Lancaster University researchers are aiming to improve the understanding of the social, psychological and clinical problems experienced by people with cancer.

The Cancer Experiences Collaborative, which involves researchers from Southampton, Liverpool, Manchester, Sheffield and Lancaster universities has been awarded £1.9million over five years by the National Cancer Research Institute (NCRI). Working directly with people affected by cancer, researchers will investigate ways in which patients and their families can cope more effectively, how they can maximise the benefits of treatment and live as well as possible, and how the best care can be delivered in the right place.

An initial grant of £265,107 will come to Lancaster, and further funds will be available for activities to promote knowledge and skills in supportive and palliative care research.

Lancaster researchers Dr Carol Thomas and Dr Amanda Bingley will be investigating how patients and the people that look after them can inform policy and practice, by paying close attention to personal accounts of living with illness, suffering and care. The researchers will use narratives, which range from interviews, written text, art and other media such as sound recordings and TV footage to gain a better understanding of patients’ experiences and problems.

Professor David Clark director of Lancaster’s International Observatory on End of Life Care explained:

A report in 2002 by the NCRI found that only about four per cent of the cancer research budget is spent on supportive and palliative care. More attention is needed to highlight and overcome the social and personal problems that cancer can bring.

This project sees five top research universities pooling their expertise in order to improve care for cancer patients and their families. I predict that Lancaster’s part will provide challenging evidence about problems and difficulties experienced by patients and carers, and give a significant ‘voice’ to those directly affected by cancer.”
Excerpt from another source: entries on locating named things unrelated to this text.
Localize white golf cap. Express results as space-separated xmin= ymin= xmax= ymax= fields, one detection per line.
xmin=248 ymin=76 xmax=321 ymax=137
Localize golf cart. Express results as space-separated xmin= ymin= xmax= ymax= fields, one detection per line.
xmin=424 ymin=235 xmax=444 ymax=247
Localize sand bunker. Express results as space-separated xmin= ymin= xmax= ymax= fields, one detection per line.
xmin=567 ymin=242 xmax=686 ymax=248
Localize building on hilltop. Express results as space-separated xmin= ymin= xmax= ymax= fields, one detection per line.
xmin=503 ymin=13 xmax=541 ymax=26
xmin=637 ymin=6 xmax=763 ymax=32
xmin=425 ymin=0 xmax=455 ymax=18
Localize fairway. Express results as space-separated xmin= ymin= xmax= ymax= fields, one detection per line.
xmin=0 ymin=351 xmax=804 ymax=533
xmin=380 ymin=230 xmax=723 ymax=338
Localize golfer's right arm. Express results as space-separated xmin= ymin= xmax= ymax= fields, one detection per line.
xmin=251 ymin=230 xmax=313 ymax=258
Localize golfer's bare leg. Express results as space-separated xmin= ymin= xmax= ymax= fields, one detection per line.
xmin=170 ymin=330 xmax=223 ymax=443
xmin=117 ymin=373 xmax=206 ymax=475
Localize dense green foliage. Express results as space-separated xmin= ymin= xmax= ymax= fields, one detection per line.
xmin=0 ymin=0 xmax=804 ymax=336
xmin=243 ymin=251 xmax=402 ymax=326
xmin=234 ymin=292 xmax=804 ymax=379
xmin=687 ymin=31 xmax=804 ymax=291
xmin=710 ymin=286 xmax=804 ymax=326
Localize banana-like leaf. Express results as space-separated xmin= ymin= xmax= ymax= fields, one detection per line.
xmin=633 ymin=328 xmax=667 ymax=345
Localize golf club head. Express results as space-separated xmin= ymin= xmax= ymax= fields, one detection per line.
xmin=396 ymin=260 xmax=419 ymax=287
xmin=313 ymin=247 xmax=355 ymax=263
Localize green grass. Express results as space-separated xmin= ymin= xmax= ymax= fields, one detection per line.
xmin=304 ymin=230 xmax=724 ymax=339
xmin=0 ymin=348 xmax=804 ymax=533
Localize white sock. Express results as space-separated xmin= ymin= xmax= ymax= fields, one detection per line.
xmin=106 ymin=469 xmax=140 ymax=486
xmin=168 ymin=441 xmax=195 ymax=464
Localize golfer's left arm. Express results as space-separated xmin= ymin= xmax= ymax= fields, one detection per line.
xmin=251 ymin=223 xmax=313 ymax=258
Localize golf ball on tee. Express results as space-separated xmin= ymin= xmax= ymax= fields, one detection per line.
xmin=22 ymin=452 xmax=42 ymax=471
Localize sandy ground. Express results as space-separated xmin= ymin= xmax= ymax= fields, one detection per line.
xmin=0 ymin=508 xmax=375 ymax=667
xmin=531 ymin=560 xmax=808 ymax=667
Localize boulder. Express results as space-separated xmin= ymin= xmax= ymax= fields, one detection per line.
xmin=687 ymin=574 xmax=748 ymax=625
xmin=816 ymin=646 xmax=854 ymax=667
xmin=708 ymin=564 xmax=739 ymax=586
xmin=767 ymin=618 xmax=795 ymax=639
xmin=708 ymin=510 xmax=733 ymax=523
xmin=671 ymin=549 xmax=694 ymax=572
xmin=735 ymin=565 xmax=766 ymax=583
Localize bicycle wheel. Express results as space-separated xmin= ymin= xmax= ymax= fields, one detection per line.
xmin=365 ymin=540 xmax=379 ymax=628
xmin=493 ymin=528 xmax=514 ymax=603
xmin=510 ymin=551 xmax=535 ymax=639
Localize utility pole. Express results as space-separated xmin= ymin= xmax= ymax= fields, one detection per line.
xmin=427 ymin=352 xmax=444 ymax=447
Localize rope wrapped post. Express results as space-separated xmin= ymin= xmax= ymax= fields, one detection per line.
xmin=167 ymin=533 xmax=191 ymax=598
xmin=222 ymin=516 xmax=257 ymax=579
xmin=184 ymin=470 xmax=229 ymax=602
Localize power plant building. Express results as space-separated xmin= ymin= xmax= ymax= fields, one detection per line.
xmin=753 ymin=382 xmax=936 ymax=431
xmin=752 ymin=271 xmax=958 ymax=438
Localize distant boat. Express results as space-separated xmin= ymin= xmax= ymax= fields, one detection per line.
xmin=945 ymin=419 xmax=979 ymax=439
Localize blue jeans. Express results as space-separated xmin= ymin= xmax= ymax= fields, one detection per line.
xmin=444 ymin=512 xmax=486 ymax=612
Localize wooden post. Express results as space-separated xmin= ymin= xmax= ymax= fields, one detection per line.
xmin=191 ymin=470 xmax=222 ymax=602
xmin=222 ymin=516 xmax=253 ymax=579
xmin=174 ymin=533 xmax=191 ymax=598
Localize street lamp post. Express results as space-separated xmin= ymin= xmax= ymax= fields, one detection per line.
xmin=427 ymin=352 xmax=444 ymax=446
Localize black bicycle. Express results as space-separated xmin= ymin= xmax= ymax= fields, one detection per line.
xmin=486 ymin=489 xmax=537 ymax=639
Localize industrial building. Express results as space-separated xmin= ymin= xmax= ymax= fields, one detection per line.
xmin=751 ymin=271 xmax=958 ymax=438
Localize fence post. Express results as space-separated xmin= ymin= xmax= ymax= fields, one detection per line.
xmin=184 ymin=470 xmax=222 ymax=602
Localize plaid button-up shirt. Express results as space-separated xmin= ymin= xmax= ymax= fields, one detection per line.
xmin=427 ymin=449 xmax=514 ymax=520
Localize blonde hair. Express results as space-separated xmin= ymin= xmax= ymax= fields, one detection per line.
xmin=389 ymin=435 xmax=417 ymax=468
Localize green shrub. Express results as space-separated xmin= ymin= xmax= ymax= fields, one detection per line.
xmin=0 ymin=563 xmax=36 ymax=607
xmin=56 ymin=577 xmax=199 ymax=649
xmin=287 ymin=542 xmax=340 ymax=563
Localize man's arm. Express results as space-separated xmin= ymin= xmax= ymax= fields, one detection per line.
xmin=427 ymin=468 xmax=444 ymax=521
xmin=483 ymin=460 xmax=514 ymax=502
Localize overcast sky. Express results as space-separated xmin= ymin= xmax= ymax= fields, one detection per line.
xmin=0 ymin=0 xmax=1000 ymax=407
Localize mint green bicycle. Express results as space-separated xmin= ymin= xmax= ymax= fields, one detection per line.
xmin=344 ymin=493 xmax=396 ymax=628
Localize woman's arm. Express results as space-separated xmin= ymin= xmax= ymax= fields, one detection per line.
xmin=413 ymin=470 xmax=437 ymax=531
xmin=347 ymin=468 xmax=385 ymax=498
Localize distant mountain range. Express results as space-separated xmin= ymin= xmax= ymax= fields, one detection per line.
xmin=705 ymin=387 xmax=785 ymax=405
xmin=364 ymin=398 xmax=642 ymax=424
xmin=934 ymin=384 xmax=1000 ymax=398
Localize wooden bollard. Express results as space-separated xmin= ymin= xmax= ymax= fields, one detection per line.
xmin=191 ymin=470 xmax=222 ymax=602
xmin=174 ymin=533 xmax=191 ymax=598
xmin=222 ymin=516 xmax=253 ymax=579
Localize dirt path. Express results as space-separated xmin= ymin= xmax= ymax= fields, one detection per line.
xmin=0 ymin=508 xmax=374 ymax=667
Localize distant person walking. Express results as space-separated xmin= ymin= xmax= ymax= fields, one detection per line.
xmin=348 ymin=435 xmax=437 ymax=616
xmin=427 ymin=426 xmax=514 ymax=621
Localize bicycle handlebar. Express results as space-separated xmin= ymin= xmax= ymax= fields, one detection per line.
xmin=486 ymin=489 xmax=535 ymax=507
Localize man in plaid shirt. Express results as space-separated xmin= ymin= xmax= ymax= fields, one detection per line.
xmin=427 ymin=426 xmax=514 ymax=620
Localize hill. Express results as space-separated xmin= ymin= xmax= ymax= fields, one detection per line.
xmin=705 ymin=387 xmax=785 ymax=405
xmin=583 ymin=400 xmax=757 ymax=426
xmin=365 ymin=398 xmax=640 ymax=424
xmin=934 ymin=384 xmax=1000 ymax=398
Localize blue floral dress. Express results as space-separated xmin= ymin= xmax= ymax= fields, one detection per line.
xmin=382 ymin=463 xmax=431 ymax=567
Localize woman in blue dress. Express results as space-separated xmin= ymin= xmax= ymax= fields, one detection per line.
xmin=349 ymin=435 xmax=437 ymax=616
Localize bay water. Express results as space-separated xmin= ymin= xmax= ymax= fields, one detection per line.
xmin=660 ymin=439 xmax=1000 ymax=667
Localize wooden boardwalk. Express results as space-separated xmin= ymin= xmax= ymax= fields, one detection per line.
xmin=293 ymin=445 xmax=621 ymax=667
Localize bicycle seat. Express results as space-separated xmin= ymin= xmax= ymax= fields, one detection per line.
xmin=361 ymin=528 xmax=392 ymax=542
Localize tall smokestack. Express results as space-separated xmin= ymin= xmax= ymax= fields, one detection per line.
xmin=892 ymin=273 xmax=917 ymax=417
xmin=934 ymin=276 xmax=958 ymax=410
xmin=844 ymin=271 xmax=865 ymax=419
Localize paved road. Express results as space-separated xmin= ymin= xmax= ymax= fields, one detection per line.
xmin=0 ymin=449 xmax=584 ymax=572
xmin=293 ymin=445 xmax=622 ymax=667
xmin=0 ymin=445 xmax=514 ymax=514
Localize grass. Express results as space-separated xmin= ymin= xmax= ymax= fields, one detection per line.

The Cancer Experiences Collaborative involves the five Universities as well as people with cancer, leading hospice charities and service providers, key professional bodies together with cancer clinicians and networks.

The Collaborative aims to use research evidence to change clinical practice and the way services are organised. Its work will help improve the care of all people experiencing cancer and other serious illnesses. It has three main priorities: innovative approaches to the self-management of complex symptoms; planning for the care of older adults towards the end of life, and investigating better ways of understanding and learning from the stories and experiences of people affected by cancer. It also has a crucial role to play in identifying, training and supporting the next generation of researchers in supportive and palliative care.